DataSync

DataSync is a managed file transfer service for migrating large datasets between on-premises storage (NFS, SMB) and AWS storage services (S3, EFS, FSx). It handles the heavy lifting of bulk transfer — bandwidth throttling, scheduling, encryption, and validation.

When to Use DataSync

ScenarioUse DataSync?Alternative
Migrate 100TB+ to S3YesSnowball if bandwidth is limited
Sync ongoing file changes to S3YesS3 File Gateway or DataSync
Transfer from NAS to EFSYesDirect connect + manual
Quick one-time transfer (< 10TB)MaybeAWS Transfer (SFTP → S3)
Database migrationNoDMS

How It Works

On-Prem Storage (NFS/SMB) ──→ DataSync Agent ──→ DataSync Service ──→ AWS Storage
      [DataSync]                                    (managed, AWS)
      deployed on-prem                              orchestrates transfer

The DataSync agent is a small VM (VMware, Hyper-V, or as an EC2 instance) that runs on-premises and connects to your storage. It transfers data to the DataSync service (AWS-managed), which then writes to your target AWS storage.

No agent needed for S3 → S3 transfers — DataSync can transfer directly between S3 buckets.

Core Concepts

Agent

The agent is a VM you deploy on-premises.
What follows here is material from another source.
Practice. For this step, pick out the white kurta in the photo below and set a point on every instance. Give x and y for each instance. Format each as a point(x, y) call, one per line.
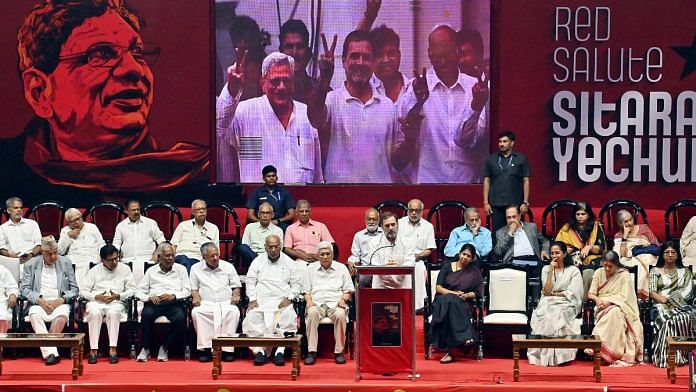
point(216, 315)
It reads data from your NFS or SMB share and uploads it to DataSync.

# Create an agent
aws datasync create-agent \
  --agent-arn 'arn:aws:datasync:us-east-1:123456789012:agent/agent-abcdef01234567890' \
  --activation-key 'XXXX-YYYY-ZZZZ-AAAA-BBBB'  # From DataSync console
 
# Download agent OVA (VMware/Hyper-V) from DataSync console
# Deploy on-premises, run activation key to register with your account

Agent deployment:

  • VMware ESXi, Hyper-V, or KVM
  • EC2 (for AWS-native transfers or testing)
  • 4 vCPU, 8GB RAM minimum
  • Agent must have outbound HTTPS access to DataSync endpoints

Location

A location is a storage endpoint — either source or destination.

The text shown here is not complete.